Furioso, Frederick abre la puerta y por una rendija le responde.

—Ahora no puedo.

—¿Qué estás haciendo, cochino?

—En serio, no puedo.

—¿No quieres saber a dónde fue mi güera con el estirado? Ándale, deja de hablar solo y vamos.

—No hablo solo...y tú lo sabes.

—¿Vienes o no, maldito lisiado?

—¡Gilberto! —Lo reprendió Edward sin poder evitarlo, aunque sabía que no lo escuchaba.

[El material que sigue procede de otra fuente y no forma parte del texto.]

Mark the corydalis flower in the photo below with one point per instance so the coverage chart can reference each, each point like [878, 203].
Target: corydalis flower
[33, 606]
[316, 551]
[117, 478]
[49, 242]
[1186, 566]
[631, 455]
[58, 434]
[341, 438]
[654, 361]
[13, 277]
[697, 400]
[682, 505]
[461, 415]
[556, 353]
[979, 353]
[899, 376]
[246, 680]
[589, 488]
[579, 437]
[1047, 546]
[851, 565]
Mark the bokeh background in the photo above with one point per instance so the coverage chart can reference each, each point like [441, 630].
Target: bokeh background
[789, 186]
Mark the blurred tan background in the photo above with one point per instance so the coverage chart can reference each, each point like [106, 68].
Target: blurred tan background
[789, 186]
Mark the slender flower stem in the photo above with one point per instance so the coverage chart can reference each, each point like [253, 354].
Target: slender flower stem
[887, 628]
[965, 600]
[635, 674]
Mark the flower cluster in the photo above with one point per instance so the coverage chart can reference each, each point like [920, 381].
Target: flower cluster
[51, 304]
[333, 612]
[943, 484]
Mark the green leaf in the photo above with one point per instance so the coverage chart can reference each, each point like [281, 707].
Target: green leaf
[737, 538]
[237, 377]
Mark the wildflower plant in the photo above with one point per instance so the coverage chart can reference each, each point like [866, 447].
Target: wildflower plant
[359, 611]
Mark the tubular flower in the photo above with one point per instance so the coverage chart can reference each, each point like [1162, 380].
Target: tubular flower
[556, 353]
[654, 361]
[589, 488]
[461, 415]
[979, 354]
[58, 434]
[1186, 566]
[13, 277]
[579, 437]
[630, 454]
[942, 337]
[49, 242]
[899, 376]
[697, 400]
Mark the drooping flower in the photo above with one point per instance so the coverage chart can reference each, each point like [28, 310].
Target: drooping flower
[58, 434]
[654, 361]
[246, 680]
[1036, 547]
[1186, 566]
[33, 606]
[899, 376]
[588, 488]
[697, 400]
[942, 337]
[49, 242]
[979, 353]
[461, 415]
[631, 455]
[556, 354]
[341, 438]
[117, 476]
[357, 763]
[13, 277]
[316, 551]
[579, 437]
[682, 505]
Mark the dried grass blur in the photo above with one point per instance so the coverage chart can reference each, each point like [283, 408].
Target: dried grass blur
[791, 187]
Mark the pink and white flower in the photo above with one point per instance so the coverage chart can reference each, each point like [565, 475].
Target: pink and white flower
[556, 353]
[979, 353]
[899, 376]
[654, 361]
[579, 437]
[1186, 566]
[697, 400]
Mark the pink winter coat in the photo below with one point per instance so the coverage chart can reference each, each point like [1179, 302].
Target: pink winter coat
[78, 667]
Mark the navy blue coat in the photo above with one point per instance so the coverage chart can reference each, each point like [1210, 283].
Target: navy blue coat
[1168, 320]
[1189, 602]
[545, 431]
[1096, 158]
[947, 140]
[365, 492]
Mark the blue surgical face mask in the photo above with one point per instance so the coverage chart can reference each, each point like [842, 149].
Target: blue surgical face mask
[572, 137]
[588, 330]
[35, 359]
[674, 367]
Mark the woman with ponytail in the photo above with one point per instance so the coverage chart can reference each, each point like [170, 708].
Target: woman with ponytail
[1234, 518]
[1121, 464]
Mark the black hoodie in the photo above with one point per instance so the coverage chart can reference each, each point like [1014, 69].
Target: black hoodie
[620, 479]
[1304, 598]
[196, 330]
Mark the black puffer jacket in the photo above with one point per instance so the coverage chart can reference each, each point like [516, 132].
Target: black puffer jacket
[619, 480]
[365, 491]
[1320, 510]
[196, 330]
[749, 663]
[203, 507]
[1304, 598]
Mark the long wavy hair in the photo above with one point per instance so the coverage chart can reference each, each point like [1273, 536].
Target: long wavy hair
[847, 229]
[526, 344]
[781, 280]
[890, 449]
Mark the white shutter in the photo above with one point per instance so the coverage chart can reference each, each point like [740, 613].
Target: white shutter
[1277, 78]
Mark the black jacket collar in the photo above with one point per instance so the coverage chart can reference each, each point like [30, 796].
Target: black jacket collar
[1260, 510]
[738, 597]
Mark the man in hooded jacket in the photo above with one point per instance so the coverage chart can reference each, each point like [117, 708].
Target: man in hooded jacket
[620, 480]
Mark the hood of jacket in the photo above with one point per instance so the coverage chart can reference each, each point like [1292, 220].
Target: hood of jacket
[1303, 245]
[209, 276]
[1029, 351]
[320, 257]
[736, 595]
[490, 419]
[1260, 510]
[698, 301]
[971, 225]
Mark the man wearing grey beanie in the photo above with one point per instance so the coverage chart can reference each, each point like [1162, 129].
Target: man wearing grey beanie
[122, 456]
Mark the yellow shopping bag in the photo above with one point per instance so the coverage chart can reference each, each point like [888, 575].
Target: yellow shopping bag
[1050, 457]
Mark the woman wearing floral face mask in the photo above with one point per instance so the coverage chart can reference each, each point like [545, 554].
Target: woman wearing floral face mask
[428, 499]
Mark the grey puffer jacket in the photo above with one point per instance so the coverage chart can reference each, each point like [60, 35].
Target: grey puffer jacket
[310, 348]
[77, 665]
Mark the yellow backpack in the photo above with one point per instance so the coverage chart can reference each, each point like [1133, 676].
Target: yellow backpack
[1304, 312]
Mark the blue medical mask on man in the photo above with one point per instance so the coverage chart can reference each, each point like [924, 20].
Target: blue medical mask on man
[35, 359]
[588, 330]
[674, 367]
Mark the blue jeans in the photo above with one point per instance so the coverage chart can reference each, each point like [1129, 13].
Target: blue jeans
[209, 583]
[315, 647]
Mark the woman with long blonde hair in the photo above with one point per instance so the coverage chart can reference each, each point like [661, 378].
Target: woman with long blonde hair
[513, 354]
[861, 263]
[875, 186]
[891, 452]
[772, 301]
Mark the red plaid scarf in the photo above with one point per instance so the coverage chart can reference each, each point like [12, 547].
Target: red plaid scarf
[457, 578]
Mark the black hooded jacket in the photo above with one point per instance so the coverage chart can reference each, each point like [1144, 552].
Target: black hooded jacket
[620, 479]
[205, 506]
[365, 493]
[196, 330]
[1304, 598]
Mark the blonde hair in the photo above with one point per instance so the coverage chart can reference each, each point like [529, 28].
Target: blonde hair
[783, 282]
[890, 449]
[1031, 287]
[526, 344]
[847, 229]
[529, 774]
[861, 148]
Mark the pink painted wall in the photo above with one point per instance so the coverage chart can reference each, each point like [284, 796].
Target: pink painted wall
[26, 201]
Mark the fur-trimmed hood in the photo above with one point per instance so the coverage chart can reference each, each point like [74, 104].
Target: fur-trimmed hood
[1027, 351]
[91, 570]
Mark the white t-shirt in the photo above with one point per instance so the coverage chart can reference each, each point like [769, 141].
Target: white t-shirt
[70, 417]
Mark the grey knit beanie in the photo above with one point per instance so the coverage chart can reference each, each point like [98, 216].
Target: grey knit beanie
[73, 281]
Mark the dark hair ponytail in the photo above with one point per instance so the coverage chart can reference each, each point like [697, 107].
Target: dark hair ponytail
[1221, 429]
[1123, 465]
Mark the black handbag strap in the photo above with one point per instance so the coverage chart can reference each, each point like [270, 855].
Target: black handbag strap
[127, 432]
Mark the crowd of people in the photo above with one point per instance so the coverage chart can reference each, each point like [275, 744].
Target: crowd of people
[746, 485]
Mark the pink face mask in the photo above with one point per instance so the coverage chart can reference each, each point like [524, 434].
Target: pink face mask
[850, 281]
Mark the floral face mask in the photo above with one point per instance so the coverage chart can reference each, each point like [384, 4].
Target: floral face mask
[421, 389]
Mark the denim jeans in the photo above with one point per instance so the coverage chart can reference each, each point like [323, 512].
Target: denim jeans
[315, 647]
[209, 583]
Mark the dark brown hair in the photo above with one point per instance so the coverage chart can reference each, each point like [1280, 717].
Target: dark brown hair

—Déjalo, ni siquiera puede oírte —repuso Frederick.

—Es de cariño, pá.

—¿Puedes verme, Gil?

—Puedo escucharte, aunque no siempre ¿Vienes o no, Wilson! No te volveré a preguntar.

—Vamos.

—Toma no quiero que te descompenses a medio camino —le entregó una botella con sangre.

—¿De quien es?

—¿Y yo qué voy a saber?

—Podrías estarme dando sangre muerta.

—¿Y como por qué haría yo eso?

—Porque me odias.

—Éste wey...

—No puedes negarlo.

—Y no lo niego. Pero si no la quieres, no te la tragues, pero si me muerdes, te aviso que yo si traigo sangre muerta adentro.

—¿Desde cuándo?

—Desde que ese fulano apareció.

—¿El inglés? —Preguntó Wilson.

—Sí. Yo no creía eso de las malas vibras, pero desde que llegó, no he podido dormir en paz.

—¿Por qué me cuentas eso a mí?

—No sé. Creo que me quiere matar.

—Pues tendrá que ponerse en la fila detrás de mí.

—Tienes la preferencia, cojito. Si alguien ha de matarme, prefiero que seas tú.

—¡Dejen de decir estupideces, nadie va a matar a nadie en esta casa! Ahora que sé que puedes escucharme, Gil, necesito hablar contigo.

—Y yo contigo, pero ahorita no, joven. Yo manejo.

—¿Entonces para que he venido?

—Para cuidar el carro y ladrar fuerte cuando se acerque un extraño.

—Ay, Gilberto...

—Ni aguantan nada.

Sentados frente a frente en en un restaurante caro, Charles no podía dejar de contemplar a Brenda con cara de idiota enamorado.

—¿Le agrada este lugar?

—Es bonito, pero ya he venido y sirven muy poquito de comer. Yo como mucho y no me gusta quedarme con hambre.

—Puede pedir cuánto desee, no hay problema por mí.

—Oh, claro que lo haré. Yo pagaré mi parte, por cierto.

—No, no puedo permitirlo.

—Pues como quiera. Pero luego no se queje.

—Le aseguro que para mí no es ningún esfuerzo querida... Sharon.

Al principio ella creyó que se había equivocado, pero la forma en la que la miró, le hizo pensar que no se había tratado de un error.